Bill looked amused. “Yup. He never told you?”

I shook my head.

“Well, he did. When my mother found out, she just about had a heart attack. She and Dad had a hard time talking him out of it. I think he finally gave it up just so our mother wouldn’t worry.” Bill lifted a shoulder. “What I’m trying to say is this: My father recognized in Mike a part of himself that his other kids didn’t seem to inherit, and I think that’s why it hurt him so much when he lost Mike.” He paused. “For years, my father just never mentioned him.”

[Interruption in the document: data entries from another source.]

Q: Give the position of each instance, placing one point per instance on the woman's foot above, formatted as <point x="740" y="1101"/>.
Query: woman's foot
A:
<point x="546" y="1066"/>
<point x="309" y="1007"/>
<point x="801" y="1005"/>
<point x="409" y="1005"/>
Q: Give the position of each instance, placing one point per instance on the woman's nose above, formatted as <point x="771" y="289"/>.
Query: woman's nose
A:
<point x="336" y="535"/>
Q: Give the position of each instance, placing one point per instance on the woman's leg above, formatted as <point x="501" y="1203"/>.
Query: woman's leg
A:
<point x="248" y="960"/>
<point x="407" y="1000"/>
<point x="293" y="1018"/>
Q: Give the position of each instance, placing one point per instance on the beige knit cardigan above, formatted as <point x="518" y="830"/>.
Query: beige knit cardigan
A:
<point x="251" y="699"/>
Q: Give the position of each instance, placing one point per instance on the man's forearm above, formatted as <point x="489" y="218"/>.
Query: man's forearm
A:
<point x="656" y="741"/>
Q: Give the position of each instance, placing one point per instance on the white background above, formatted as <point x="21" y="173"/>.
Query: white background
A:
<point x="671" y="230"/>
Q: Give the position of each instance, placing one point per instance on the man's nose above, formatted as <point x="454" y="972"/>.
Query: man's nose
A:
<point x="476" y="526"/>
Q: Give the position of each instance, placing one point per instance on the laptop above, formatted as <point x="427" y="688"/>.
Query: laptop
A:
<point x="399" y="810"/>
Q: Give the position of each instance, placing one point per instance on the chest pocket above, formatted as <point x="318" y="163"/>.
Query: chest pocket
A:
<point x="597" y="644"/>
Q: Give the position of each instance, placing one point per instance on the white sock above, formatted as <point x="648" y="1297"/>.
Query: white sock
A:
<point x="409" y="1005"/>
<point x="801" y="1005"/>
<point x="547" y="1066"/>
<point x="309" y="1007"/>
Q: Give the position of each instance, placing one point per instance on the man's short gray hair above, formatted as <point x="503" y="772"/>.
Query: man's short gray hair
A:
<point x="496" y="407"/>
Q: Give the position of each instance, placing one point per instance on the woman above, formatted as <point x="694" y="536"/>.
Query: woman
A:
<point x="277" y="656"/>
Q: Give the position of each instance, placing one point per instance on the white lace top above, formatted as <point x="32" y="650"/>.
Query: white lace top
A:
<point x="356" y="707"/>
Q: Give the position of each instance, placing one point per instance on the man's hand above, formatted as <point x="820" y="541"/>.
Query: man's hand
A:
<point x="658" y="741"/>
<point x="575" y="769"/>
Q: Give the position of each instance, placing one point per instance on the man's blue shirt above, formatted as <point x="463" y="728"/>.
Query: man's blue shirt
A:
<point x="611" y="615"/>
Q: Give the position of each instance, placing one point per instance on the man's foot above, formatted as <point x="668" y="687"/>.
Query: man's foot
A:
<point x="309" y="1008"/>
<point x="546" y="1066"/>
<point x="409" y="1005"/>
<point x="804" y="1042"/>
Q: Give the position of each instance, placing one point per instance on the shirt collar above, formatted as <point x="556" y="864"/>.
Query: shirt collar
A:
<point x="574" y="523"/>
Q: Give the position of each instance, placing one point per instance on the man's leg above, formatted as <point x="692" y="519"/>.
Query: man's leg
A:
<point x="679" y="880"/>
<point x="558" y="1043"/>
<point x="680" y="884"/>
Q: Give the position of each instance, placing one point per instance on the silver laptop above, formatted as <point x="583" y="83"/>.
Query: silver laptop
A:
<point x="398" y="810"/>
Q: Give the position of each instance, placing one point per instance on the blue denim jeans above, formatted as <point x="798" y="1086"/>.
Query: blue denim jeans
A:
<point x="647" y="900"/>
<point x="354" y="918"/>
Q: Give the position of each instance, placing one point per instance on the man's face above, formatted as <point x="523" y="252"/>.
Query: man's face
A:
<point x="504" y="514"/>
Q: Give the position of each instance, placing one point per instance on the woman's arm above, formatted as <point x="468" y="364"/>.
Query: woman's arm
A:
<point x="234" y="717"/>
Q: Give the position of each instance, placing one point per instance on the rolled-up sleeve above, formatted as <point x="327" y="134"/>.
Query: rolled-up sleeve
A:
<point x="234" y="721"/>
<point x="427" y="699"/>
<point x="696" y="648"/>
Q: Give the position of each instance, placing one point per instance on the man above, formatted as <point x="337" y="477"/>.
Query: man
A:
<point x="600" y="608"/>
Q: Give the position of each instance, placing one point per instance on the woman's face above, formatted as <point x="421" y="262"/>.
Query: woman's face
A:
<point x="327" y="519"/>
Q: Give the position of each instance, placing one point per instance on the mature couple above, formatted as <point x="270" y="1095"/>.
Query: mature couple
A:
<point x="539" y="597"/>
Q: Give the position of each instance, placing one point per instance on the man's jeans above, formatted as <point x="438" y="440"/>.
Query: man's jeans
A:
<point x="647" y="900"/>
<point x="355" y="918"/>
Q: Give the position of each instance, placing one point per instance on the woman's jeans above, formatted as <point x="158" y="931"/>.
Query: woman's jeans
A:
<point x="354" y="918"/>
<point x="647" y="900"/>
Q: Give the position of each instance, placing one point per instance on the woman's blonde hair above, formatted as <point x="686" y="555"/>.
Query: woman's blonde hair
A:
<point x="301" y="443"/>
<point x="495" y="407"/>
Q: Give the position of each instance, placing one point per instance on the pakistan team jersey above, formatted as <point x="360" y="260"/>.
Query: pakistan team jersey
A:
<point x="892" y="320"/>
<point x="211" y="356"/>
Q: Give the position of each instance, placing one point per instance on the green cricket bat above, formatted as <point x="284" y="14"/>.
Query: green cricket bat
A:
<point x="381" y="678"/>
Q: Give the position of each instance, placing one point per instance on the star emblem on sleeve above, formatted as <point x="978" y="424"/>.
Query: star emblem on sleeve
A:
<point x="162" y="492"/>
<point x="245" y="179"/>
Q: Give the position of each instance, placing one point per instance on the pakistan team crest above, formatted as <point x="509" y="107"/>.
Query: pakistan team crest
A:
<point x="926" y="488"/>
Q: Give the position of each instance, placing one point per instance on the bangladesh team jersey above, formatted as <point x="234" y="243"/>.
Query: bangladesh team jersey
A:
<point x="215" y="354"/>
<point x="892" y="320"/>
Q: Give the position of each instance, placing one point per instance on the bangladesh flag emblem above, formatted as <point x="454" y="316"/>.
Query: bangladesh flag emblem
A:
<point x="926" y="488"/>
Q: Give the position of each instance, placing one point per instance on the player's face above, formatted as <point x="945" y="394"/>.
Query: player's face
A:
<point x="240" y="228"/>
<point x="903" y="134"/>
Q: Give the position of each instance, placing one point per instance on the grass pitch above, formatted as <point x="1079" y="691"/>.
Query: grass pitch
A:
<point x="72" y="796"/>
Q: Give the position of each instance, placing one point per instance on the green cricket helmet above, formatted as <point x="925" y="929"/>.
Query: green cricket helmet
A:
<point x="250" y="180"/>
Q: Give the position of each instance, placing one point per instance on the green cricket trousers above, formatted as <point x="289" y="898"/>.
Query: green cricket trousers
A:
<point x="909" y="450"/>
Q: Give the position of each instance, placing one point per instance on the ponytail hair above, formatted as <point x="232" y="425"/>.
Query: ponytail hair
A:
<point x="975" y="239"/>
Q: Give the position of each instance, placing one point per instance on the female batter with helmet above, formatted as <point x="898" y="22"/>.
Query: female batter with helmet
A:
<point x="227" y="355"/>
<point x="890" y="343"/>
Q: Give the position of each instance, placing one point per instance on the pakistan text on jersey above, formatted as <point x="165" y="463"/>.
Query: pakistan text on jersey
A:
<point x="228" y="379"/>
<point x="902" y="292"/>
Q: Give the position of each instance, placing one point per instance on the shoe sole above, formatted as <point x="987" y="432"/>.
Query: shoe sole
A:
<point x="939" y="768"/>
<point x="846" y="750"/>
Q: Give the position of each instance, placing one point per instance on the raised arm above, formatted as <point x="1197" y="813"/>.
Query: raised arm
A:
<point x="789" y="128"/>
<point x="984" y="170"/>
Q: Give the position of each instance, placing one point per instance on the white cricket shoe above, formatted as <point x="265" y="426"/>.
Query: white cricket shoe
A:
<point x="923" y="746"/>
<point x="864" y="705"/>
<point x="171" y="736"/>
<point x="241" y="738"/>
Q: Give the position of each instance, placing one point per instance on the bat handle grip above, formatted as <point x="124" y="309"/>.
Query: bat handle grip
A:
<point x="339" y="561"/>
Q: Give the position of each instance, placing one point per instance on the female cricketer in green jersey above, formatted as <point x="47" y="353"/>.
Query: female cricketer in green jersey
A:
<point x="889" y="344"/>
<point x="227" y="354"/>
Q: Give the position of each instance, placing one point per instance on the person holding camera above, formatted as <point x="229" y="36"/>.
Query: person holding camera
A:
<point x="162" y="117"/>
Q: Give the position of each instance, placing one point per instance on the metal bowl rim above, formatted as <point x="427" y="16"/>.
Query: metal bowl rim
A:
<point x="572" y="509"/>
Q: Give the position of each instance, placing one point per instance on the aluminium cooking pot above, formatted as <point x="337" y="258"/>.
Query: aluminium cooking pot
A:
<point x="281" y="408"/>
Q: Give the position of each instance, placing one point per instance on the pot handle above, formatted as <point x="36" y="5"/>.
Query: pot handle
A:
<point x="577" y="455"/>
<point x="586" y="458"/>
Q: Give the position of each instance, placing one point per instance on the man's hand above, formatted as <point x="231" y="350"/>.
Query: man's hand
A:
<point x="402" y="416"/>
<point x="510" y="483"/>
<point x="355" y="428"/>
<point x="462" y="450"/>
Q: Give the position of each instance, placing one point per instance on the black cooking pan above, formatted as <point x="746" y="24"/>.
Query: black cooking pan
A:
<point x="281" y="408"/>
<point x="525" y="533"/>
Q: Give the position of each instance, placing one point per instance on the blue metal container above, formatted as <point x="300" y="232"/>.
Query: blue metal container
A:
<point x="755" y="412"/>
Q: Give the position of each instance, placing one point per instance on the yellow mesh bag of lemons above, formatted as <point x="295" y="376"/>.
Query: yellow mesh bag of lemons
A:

“What about Sinclair?” I asked.

“Sara? I think she was different,” Bill said. “She went to a secular school-for the deaf, I mean-and from the time she came home we all realized she wasn’t a believer. Right from the beginning she started… acting out, I guess you’d say. Wearing makeup, sneaking out to see boys, coming home smelling of alcohol. It wasn’t easy on my folks, but it did give them time to adjust to losing her. It was like- Do you know the parable of the sower?”

I shook my head.

“It’s about different kinds of seeds. How some never sprout, others spring up right away and look promising but ultimately die, and then others start slow but eventually become healthy and fruitful plants. It’s a metaphor.”

“For evangelism,” I said.

“Yeah, a metaphor for the different kinds of people who turn to Christ, or don’t. Sara was like the seed that lands on rocky soil and never sprouts at all, but Michael was the one who looks promising but fails in the end to fulfill that promise. Mike was there, and then all of a sudden he wasn’t. It would have been less painful if he had never lived in Christ at all. I think that’s why my father never talked about him. Afterward.”